I am new to understanding pseudorandom number generators and sometimes feel daunted by them. For some time I have used the following approach in my work:
In one file, I'd have
import numpy as np
np.random.seed(1)
my_random_process()
In another file, I'd have
import numpy as np
np.random.seed(2)
my_random_process()
and so on. In the nth and final file, I'd have
import numpy as np
np.random.seed(n)
my_random_process()
In my head, each of these processes were "independent" in the sense that if I averaged my outcomes over all the file's outputs, I would have an estimate for the mean of my outputs with an error decreasing as $c/\sqrt{n}$ for a constant $c$. My aim was merely to find the average of the outputs of my_random_process, which depends on np.random functions.
However, I've been reading the documentation and I fear that the method above actually has correlations. In particular, numpy's parallel random sampling documentation says that np.random uses MT19337 for which "two adjacent 32-bit integer seeds (i.e. 12345 and 12346) would produce very similar streams". This makes me very sad, because correlations would inflate the value of the constant $c$.
On the other hand, numpy has other methods of generating random numbers, one of which I'm not too familiar with, np.random.default_rng. On another page of the random sampling documentation, there's the sentence "Seeds can be passed to any of the BitGenerators. The provided value is mixed via SeedSequence to spread a possible sequence of seeds across a wider range of initialization states for the BitGenerator."

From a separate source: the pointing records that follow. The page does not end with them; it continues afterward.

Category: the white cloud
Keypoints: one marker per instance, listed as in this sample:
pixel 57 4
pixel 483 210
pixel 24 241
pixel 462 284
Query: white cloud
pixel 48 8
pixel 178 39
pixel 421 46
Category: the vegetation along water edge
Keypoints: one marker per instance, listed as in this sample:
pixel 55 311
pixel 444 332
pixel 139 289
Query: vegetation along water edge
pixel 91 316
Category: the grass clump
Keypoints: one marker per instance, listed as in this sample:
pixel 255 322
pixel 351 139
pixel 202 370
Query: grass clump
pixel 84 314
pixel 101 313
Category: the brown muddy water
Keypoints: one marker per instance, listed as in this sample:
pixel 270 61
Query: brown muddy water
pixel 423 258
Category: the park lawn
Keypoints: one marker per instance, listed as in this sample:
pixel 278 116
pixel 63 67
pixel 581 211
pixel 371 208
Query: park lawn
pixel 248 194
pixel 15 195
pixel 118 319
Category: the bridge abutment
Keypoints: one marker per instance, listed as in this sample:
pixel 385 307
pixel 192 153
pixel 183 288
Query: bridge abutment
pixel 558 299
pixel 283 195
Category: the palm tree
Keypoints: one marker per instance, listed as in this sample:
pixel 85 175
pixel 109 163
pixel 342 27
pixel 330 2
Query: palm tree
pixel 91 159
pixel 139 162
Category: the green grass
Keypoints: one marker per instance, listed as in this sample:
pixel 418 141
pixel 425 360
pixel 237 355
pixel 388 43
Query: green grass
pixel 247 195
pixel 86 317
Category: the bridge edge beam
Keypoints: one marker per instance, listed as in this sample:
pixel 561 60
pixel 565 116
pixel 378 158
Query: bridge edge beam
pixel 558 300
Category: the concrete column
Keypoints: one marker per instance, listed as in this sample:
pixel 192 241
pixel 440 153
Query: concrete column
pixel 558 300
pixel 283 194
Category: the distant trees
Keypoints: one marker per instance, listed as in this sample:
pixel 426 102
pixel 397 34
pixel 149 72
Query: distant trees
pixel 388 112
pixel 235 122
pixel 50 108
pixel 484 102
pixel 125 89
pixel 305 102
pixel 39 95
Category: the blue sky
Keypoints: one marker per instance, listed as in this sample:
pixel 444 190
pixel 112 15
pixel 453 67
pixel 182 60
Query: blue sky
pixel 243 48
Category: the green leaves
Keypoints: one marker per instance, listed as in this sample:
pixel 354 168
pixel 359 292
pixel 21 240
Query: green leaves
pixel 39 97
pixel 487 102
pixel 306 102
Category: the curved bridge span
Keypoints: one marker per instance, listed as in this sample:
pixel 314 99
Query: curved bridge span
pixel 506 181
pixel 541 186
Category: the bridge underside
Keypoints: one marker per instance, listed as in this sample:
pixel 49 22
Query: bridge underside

Does this mean that if I do
import numpy as np
rng = np.random.default_rng(1)
my_new_random_process(rng)
and
import numpy as np
rng = np.random.default_rng(2)
my_new_random_process(rng)
and so on, where I've replaced np.random with rng.random (and so on) in my_random_process, will the random streams be largely uncorrelated? Or does one still need to be a little more thoughtful to avoid correlations? This is not a large problem for me, since I just want to calculate means, but if a small change in my workflow could help reduce the number of iterations I have to do, I'd be happy.